22. Başvuruda tespit edilen anayasal hak ihlalinin sonuçlarının ortadan kaldırılması için yeniden yargılama yapılmasında hukuki yarar ve zorunluluk bulunmaktadır. Anayasa'nın 148. ve 153. maddeleri ile 30/3/2011 tarihli ve 6216 sayılı Anayasa Mahkemesinin Kuruluşu ve Yargılama Usulleri Hakkında Kanun'un 50. ve 66. maddeleri uyarınca ihlal kararının gönderildiği yargı mercilerince yapılması gereken iş, yeniden yargılama işlemlerini başlatıp Anayasa Mahkemesinin ihlal kararında belirtilen ilkelere ve gerekçelere uygun biçimde yürütülecek yargılama sonunda hak ihlalinin nedenlerini gidererek yeni bir karar vermektir(Mehmet Doğan [GK], B. No: 2014/8875, 7/6/2018, §§ 54-60; Aligül Alkaya ve diğerleri (2) [1. B.], B. No: 2016/12506, 7/11/2019, §§ 53-60, 66; Kadri Enis Berberoğlu (3) [GK], B. No: 2020/32949, 21/1/2021, §§ 93-100).

23. Öte yandan hak ihlali kararından Anayasa Mahkemesinin davanın neticesiyle ilgili bir tutum sergilediği sonucu çıkarılmamalıdır.
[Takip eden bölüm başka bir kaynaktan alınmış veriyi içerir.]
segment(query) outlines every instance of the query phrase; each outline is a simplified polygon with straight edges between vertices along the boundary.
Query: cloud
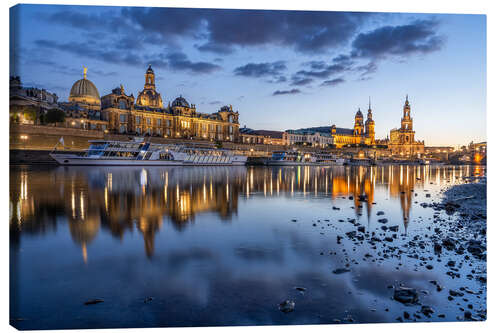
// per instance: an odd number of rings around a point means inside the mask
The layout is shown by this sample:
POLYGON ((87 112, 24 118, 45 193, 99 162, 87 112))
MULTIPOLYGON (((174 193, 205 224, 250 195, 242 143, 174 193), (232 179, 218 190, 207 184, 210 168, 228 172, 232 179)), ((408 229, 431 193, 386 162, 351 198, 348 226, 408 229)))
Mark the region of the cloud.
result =
POLYGON ((273 96, 279 96, 279 95, 295 95, 299 94, 300 90, 299 89, 291 89, 291 90, 276 90, 273 92, 273 96))
POLYGON ((281 76, 284 70, 286 70, 286 64, 284 61, 275 62, 264 62, 264 63, 248 63, 244 66, 235 68, 234 74, 238 76, 247 77, 264 77, 264 76, 281 76))
POLYGON ((86 42, 56 42, 52 40, 39 39, 35 45, 40 48, 54 49, 71 54, 101 60, 107 63, 121 63, 127 65, 141 65, 141 57, 134 52, 107 49, 94 41, 86 42))
POLYGON ((300 78, 300 77, 292 77, 291 86, 305 86, 312 83, 314 80, 311 78, 300 78))
MULTIPOLYGON (((146 63, 150 63, 153 66, 160 68, 168 67, 172 70, 190 71, 197 74, 212 73, 221 69, 219 65, 213 63, 203 61, 193 62, 189 60, 188 57, 182 52, 160 53, 151 56, 148 55, 148 58, 146 59, 136 52, 107 49, 104 45, 98 44, 93 41, 87 41, 83 43, 60 43, 56 41, 40 39, 35 41, 35 45, 40 48, 64 51, 111 64, 119 63, 133 66, 143 66, 146 63)), ((105 74, 104 72, 100 72, 98 74, 109 76, 113 75, 113 73, 114 72, 111 72, 111 74, 105 74)))
POLYGON ((182 52, 170 53, 166 56, 166 59, 168 60, 168 67, 173 70, 187 70, 198 74, 208 74, 221 69, 219 65, 209 62, 190 61, 182 52))
POLYGON ((208 104, 210 105, 218 105, 218 104, 222 104, 221 101, 212 101, 212 102, 209 102, 208 104))
POLYGON ((347 44, 371 13, 280 10, 125 7, 86 13, 64 9, 43 15, 48 22, 163 41, 193 38, 200 51, 229 54, 236 48, 280 45, 317 54, 347 44))
POLYGON ((436 20, 417 20, 407 25, 384 26, 360 33, 352 42, 352 57, 385 58, 430 53, 440 50, 445 42, 437 35, 436 20))
POLYGON ((345 82, 345 80, 343 78, 337 78, 337 79, 333 79, 333 80, 323 81, 323 83, 321 83, 321 86, 334 87, 334 86, 339 85, 339 84, 344 83, 344 82, 345 82))

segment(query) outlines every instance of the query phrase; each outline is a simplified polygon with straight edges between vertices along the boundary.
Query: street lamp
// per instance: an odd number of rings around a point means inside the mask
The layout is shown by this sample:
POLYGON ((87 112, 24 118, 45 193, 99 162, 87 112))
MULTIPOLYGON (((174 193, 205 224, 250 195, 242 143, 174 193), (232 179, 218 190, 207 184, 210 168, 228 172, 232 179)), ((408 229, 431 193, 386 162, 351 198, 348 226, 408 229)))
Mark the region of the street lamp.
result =
POLYGON ((21 134, 21 136, 19 138, 23 142, 23 149, 26 149, 26 141, 28 140, 28 136, 26 134, 21 134))

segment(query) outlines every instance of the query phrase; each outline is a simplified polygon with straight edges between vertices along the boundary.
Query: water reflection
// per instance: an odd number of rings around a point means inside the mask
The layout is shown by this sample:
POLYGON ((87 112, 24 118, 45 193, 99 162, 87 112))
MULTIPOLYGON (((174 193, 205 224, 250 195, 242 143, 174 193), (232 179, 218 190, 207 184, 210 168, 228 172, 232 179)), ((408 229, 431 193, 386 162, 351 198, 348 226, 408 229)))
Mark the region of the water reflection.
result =
POLYGON ((480 167, 207 167, 207 168, 21 168, 11 169, 10 235, 43 234, 67 222, 72 240, 87 261, 87 246, 105 230, 123 239, 137 230, 152 257, 164 223, 183 231, 198 214, 223 223, 252 197, 329 198, 333 205, 352 197, 357 216, 372 216, 376 200, 399 201, 405 228, 413 192, 429 184, 453 184, 480 167), (377 198, 375 193, 377 194, 377 198), (360 200, 365 196, 365 200, 360 200))

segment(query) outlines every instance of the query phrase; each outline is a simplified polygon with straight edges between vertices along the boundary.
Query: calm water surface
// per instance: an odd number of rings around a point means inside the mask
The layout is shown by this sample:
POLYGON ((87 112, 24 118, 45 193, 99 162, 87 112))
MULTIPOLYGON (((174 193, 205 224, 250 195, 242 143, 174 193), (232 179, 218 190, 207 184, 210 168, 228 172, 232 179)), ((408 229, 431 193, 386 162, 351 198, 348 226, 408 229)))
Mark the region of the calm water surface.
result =
MULTIPOLYGON (((460 306, 429 281, 484 286, 446 275, 445 258, 429 255, 432 270, 404 255, 378 259, 386 244, 353 243, 345 233, 356 227, 342 221, 379 233, 384 211, 399 226, 390 246, 400 246, 432 225, 434 210, 420 203, 478 174, 470 166, 11 168, 11 323, 394 322, 407 308, 391 299, 388 286, 398 283, 423 291, 422 304, 436 310, 426 320, 456 320, 460 306), (350 272, 332 274, 346 263, 350 272), (90 299, 104 302, 84 305, 90 299), (286 299, 295 311, 279 311, 286 299)), ((467 301, 486 306, 484 294, 467 301)))

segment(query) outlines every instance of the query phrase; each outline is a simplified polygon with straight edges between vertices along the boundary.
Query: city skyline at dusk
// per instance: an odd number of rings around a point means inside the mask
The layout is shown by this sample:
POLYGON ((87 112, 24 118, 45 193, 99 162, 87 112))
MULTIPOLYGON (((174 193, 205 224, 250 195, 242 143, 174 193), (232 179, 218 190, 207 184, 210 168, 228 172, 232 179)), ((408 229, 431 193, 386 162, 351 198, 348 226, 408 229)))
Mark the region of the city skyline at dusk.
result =
POLYGON ((179 95, 241 127, 351 127, 371 99, 376 138, 409 95, 426 145, 486 140, 486 16, 20 5, 11 75, 68 99, 88 68, 101 96, 137 96, 149 64, 179 95))

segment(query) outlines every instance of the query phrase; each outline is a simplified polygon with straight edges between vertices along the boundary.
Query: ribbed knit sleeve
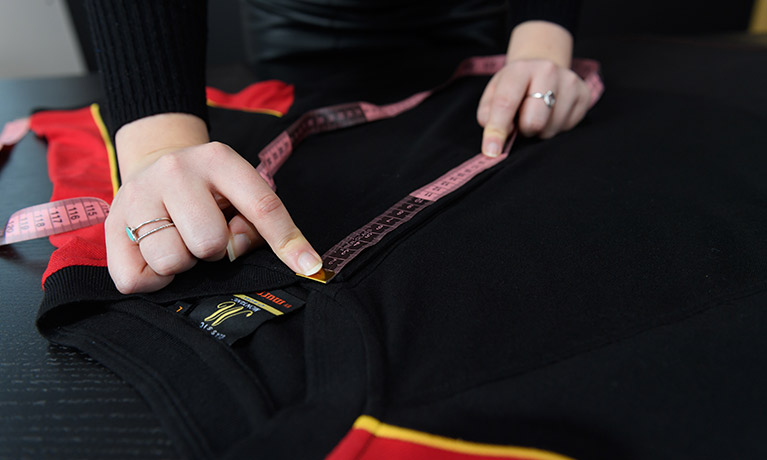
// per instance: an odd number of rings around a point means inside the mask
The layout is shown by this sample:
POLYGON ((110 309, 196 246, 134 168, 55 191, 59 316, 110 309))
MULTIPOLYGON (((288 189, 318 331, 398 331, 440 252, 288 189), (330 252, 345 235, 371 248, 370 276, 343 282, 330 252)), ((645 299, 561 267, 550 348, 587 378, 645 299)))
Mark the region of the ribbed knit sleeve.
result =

Anayasa Mahkemesince verilen hak ihlali kararı uyuşmazlığın sonuçlarından bağımsız olup davanın kabulüne, reddine ya da beraate veya mahkûmiyete karar verilmesi gerektiği anlamına gelmemektedir. Kural olarak, yargılamanın her aşamasında olduğu gibi ihlalin sonuçlarını gidermek üzere yeniden yapılacak yargılama sonunda da delillerin dava ile ilişkisini kurma ve bunları değerlendirip sonuç çıkarma yetkisi ilgili mahkemelere aittir.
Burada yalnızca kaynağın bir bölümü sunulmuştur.